Ethyl sued the Canadian government for the “expropriation” of its “property” (namely its anticipated profits) and the “damage” to its “good reputation” caused by the parliamentary debate. It took its suit to NAFTA, where a secret tribunal whose records are not disclosed and whose decisions cannot be appealed, began to assess the case. Last month, the Canadian government, realising that its chances of success were approximately zero, settled with Ethyl. It agreed to allow the corporation to resume its sales of MMT in Canada. It agreed to pay Ethyl US$13 million, by way of compensation. It agreed, too, to lie to its citizens. Upon settling the suit, it announced that “MMT poses no health risk.”

So what has any of this got to do with us? Well, the NAFTA rules that allowed the Ethyl Corporation to sue the Canadian government are almost identical to the provisions of the Multilateral Agreement on Investment which, if passed, will allow corporations to sue the governments, such as Britain’s, which sign it. This is hardly surprising: the MAI was modelled on NAFTA, in order to “harmonise” investment standards in the rest of the world with those of North America.

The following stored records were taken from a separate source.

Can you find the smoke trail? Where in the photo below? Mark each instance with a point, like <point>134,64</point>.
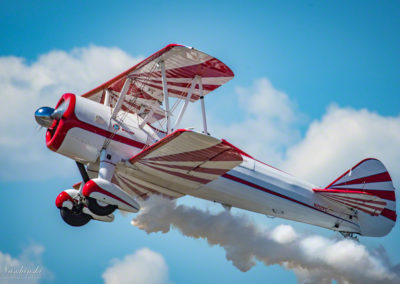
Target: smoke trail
<point>314,259</point>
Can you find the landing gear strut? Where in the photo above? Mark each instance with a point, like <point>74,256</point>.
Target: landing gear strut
<point>74,217</point>
<point>97,207</point>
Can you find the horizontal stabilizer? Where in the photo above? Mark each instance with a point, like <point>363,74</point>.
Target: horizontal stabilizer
<point>356,200</point>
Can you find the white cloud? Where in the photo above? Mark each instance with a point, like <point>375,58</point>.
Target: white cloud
<point>314,258</point>
<point>143,267</point>
<point>343,137</point>
<point>27,268</point>
<point>269,124</point>
<point>25,87</point>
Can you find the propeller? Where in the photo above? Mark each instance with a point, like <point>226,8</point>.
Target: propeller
<point>45,115</point>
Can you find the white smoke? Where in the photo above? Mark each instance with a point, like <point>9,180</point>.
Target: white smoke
<point>314,259</point>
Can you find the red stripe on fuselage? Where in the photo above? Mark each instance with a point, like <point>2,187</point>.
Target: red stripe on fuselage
<point>253,185</point>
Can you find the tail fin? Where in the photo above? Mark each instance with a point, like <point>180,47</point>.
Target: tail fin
<point>370,180</point>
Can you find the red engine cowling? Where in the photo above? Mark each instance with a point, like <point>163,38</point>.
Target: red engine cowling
<point>66,198</point>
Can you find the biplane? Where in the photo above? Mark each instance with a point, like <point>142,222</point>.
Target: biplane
<point>125,138</point>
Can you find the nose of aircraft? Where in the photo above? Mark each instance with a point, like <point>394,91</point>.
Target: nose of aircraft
<point>44,116</point>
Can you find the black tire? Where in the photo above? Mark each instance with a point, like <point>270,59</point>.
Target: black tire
<point>97,209</point>
<point>74,217</point>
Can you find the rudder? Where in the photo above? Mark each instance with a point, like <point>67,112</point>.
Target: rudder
<point>371,176</point>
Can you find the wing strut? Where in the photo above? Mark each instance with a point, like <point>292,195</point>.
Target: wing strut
<point>121,98</point>
<point>187,100</point>
<point>166,97</point>
<point>203,107</point>
<point>107,98</point>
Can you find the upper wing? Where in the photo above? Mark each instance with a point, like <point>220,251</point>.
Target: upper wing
<point>182,161</point>
<point>182,65</point>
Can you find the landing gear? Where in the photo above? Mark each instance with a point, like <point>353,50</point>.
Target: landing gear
<point>74,217</point>
<point>99,208</point>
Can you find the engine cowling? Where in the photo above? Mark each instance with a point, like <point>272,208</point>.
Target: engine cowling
<point>107,192</point>
<point>66,198</point>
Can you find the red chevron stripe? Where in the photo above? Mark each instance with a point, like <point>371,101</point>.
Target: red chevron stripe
<point>189,168</point>
<point>352,203</point>
<point>384,194</point>
<point>194,156</point>
<point>381,177</point>
<point>359,199</point>
<point>181,175</point>
<point>204,69</point>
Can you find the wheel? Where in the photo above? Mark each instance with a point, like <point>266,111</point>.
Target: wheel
<point>74,217</point>
<point>98,208</point>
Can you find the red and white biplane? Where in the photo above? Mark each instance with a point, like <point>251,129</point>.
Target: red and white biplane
<point>125,138</point>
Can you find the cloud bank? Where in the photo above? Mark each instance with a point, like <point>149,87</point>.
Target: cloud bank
<point>143,267</point>
<point>314,259</point>
<point>27,268</point>
<point>26,86</point>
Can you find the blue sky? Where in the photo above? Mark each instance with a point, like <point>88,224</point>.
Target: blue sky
<point>331,58</point>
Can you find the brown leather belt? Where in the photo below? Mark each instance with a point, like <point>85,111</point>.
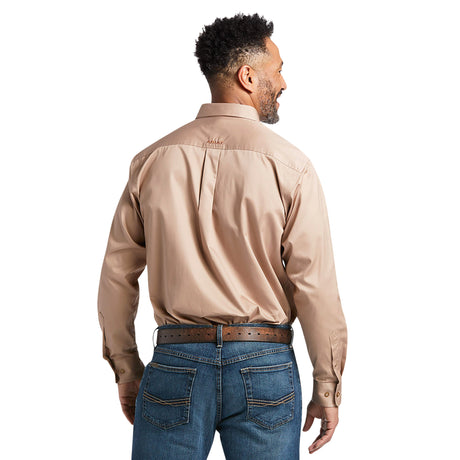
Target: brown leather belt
<point>229,333</point>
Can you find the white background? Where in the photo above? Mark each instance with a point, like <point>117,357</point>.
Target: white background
<point>373,100</point>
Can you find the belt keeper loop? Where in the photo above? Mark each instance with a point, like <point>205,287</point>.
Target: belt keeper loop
<point>153,336</point>
<point>219,336</point>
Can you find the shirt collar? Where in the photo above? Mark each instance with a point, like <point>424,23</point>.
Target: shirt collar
<point>228,109</point>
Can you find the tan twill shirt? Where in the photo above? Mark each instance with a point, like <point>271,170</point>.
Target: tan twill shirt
<point>231,221</point>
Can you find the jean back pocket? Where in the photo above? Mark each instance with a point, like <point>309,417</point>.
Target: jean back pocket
<point>269,394</point>
<point>167,395</point>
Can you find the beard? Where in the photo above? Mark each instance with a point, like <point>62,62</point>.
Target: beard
<point>267,103</point>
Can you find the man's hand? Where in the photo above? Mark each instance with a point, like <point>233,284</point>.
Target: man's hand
<point>329,419</point>
<point>128,393</point>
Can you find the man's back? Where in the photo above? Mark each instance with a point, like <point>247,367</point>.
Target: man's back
<point>231,220</point>
<point>214,195</point>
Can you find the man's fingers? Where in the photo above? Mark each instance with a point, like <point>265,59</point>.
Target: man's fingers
<point>129,411</point>
<point>308,422</point>
<point>324,437</point>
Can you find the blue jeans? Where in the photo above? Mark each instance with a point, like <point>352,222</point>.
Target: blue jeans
<point>250,392</point>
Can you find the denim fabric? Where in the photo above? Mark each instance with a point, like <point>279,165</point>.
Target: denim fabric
<point>250,392</point>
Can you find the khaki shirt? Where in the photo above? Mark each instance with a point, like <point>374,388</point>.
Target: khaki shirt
<point>231,221</point>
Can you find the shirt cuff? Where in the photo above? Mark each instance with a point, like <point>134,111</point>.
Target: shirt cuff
<point>327,394</point>
<point>127,368</point>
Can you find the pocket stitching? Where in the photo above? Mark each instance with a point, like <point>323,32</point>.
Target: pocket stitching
<point>185,401</point>
<point>254,402</point>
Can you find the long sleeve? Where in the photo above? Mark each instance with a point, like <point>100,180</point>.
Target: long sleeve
<point>309,264</point>
<point>118,295</point>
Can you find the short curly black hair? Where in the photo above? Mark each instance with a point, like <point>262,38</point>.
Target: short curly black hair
<point>228,43</point>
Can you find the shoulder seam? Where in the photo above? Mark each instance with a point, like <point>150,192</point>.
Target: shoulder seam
<point>144,153</point>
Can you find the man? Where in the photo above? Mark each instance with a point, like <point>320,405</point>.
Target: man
<point>231,220</point>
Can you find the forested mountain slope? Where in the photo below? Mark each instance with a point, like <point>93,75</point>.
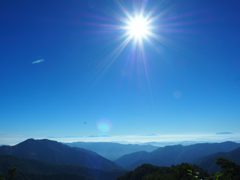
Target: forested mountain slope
<point>172,155</point>
<point>57,153</point>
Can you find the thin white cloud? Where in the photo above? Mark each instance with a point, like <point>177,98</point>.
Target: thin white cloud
<point>224,133</point>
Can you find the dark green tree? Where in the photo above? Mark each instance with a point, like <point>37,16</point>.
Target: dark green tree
<point>230,170</point>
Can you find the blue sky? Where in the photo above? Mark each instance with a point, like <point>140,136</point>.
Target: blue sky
<point>181,83</point>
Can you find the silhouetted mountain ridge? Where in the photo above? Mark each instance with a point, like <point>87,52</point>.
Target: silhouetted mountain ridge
<point>173,155</point>
<point>57,153</point>
<point>208,162</point>
<point>112,150</point>
<point>33,169</point>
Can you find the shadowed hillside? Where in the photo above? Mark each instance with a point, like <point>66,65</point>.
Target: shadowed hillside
<point>172,155</point>
<point>57,153</point>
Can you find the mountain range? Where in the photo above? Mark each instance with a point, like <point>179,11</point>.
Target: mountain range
<point>173,155</point>
<point>208,162</point>
<point>110,150</point>
<point>57,153</point>
<point>35,169</point>
<point>46,159</point>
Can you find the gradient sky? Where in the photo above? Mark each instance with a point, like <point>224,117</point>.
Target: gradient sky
<point>62,64</point>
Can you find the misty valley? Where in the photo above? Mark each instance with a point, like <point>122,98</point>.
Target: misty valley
<point>46,159</point>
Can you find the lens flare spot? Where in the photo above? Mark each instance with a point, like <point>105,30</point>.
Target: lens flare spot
<point>177,94</point>
<point>104,125</point>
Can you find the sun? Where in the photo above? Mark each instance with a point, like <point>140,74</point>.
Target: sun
<point>137,27</point>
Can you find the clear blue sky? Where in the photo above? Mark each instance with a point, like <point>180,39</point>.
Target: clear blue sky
<point>185,85</point>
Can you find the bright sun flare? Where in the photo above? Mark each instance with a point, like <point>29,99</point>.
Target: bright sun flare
<point>138,27</point>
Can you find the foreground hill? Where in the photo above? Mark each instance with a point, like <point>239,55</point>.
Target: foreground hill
<point>110,150</point>
<point>208,162</point>
<point>57,153</point>
<point>37,170</point>
<point>172,155</point>
<point>150,172</point>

For the past year and a half, British ministers have been assuring us that the MAI does “not affect the rights of signatories to carry out normal regulation”, that it will “weaken neither environmental regulation nor worker protection” and that it contains “nothing … that gives investors the right to be compensated for lost profits”. Far from undermining domestic legislation, it simply establishes “that foreign investors should be treated no less favourably than domestic investors.”

Yet MMT was banned in Canada irrespective of who produced it: the rules were precisely the same for foreign and for domestic investors. This, as campaigners predicted, offered no protection at all to the sovereignty of the Canadian parliament.

In March this year, a ragged band of voluntary bodies and direct activists won an extraordinary victory against the MAI. By exposing the monumental threat to democracy it posed, they forced the governments engaged in secret negotiations to postpone the agreement. Now Britain and the other negotiators are trying again. Again they will tell us that it presents no threat to the democratic process. Again they will tell us that it will not undermine the protection of workers, consumers or the environment. And again they will be wrong.